Trust launches project to expand rare mountain flora on Helvellyn
Lake District Foundation funding will help increase population of threatened arctic-alpine species on high crags of Helvellyn range
The John Muir Trust is delighted to have secured funding of over £2,600 from the Lake District Foundation towards a new project that aims to increase the populations of threatened arctic-alpine species found on the high crags of the Helvellyn range.
The project will bring together national experts, local green-fingered volunteers and staff of the John Muir Trust in a joint initiative to safeguard our nationally important, but extremely vulnerable, populations of arctic-alpine flora - many of which are growing at the southern edge of their range.
Pete Barron the Trust’s Land Manager for Glenridding Common, which includes Helvellyn, said: “This funding will enable us to begin the re-introduction to of species lost or under threat due to pressure from footfall and erosion. The project will also help future proof upland floral and shrub populations against the impact of climate change. Among the species likely to benefit from a gradual increase in their population size are Alpine mouse ear, Alpine cinquefoil and purple saxifrage."
Beginning in the autumn and winter months of 2018, the project will start with a detailed survey of the existing arctic-alpine species on the mountain, together with collecting seed and cuttings.
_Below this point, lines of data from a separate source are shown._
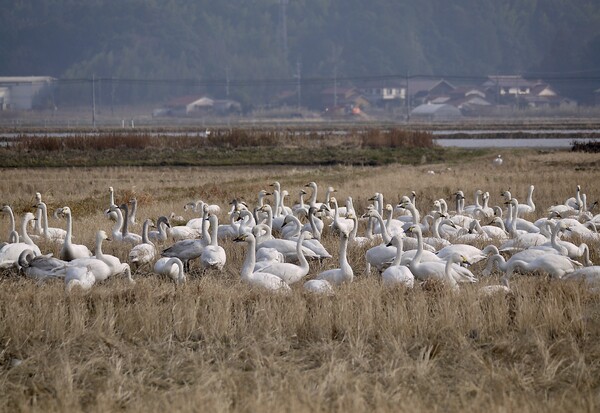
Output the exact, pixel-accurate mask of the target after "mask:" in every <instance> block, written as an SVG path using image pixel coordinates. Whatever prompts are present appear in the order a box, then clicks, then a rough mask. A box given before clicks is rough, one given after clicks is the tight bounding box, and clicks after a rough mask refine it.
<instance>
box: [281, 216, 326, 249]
mask: <svg viewBox="0 0 600 413" xmlns="http://www.w3.org/2000/svg"><path fill="white" fill-rule="evenodd" d="M288 223H291V225H292V232H291V233H289V234H288V235H289V236H288V238H287V239H288V240H290V241H297V240H298V238H299V237H300V235H301V234H302V233H303V232H304V231H302V224H301V223H300V220H299V219H298V218H297V217H295V216H294V215H291V214H290V215H286V217H285V222H284V224H283V225H284V226H283V228H282V230H285V228H286V227H287V225H288ZM306 232H308V233H309V234H310V236H307V237H305V239H304V240H303V242H302V246H303V247H306V248H308V249H309V250H311V251H313V252H314V253H315V255H316V257H317V258H319V259H324V258H331V254H330V253H329V252H328V251H327V249H326V248H325V247H324V246H323V244H321V242H320V241H319V240H316V239H313V238H312V233H311V232H310V231H306Z"/></svg>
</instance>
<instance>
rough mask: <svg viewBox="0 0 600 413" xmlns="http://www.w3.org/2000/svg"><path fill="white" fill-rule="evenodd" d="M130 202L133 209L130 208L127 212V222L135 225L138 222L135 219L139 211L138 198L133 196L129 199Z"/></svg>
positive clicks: (128, 223)
mask: <svg viewBox="0 0 600 413" xmlns="http://www.w3.org/2000/svg"><path fill="white" fill-rule="evenodd" d="M129 203H130V204H131V209H129V210H128V211H127V212H128V214H127V223H128V224H129V225H131V226H134V225H136V224H137V222H136V220H135V215H136V213H137V198H135V197H133V198H131V199H130V200H129Z"/></svg>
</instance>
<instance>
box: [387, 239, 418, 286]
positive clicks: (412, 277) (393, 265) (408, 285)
mask: <svg viewBox="0 0 600 413" xmlns="http://www.w3.org/2000/svg"><path fill="white" fill-rule="evenodd" d="M391 244H392V245H394V246H395V247H396V257H395V258H394V261H393V262H392V265H390V266H389V267H388V268H386V269H385V271H384V272H383V273H382V274H381V279H382V281H383V283H384V284H385V285H388V286H394V285H404V286H405V287H408V288H413V286H414V284H415V276H414V275H413V273H412V272H411V271H410V269H409V268H408V267H407V266H405V265H401V264H400V262H401V260H402V253H403V246H402V238H401V237H399V236H398V235H394V237H393V238H392V242H391Z"/></svg>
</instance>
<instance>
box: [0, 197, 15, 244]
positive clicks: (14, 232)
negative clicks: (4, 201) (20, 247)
mask: <svg viewBox="0 0 600 413" xmlns="http://www.w3.org/2000/svg"><path fill="white" fill-rule="evenodd" d="M2 212H4V213H5V214H8V219H9V224H10V227H9V231H8V239H9V240H10V238H11V237H12V236H13V233H15V232H16V226H15V214H14V213H13V210H12V208H11V207H10V206H9V205H4V206H3V207H2ZM17 235H18V233H17ZM17 242H18V241H17Z"/></svg>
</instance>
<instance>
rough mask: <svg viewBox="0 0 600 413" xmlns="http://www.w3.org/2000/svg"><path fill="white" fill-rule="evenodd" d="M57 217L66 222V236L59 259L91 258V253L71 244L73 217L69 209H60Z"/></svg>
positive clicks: (59, 209)
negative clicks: (58, 215) (72, 216)
mask: <svg viewBox="0 0 600 413" xmlns="http://www.w3.org/2000/svg"><path fill="white" fill-rule="evenodd" d="M58 215H60V216H62V217H64V218H65V219H66V220H67V235H66V237H65V241H64V242H63V246H62V248H61V250H60V259H61V260H65V261H71V260H74V259H76V258H87V257H91V256H92V252H91V251H90V250H89V248H88V247H86V246H85V245H83V244H73V242H72V241H71V237H72V234H73V217H72V215H71V208H69V207H62V208H59V209H58Z"/></svg>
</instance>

John Muir Trust staff will then work with volunteers from the local community in Patterdale to propagate and ‘grow-on’ a stock of young plants.
Pete said: “We expect that first batch of new plants will be ready for planting by late summer next year, and hopefully, with the support of Patterdale’s volunteer horticulturalists, the first successful shrub cuttings will be ready to plant out by autumn 2019. The more adventurous and athletic volunteers may even get the opportunity to climb the high crags of Helvellyn to help planting out back onto the fells.
"If this project is successful in creating more robust populations of the endangered arctic alpine species found in this tough Lakeland habitat, it will enrich this special upland landscape to the benefit of both visitors and the local community.”
Supported by specialist advice from Natural England, volunteer growers will help assess the success and failure of propagation of these rare species to help inform future work.
The funding from the Lake District Foundation will cover the costs of the special growing medium, pots and tools needed, and will contribute towards the costs of seed and cuttings collection, volunteer training and transport.
Sarah Swindley, Director of the Lake District Foundation said: “We are delighted to be able to award funds to this fantastic local project. And we are so grateful to the generous visitors and residents who love the Lake District and have made a donation.”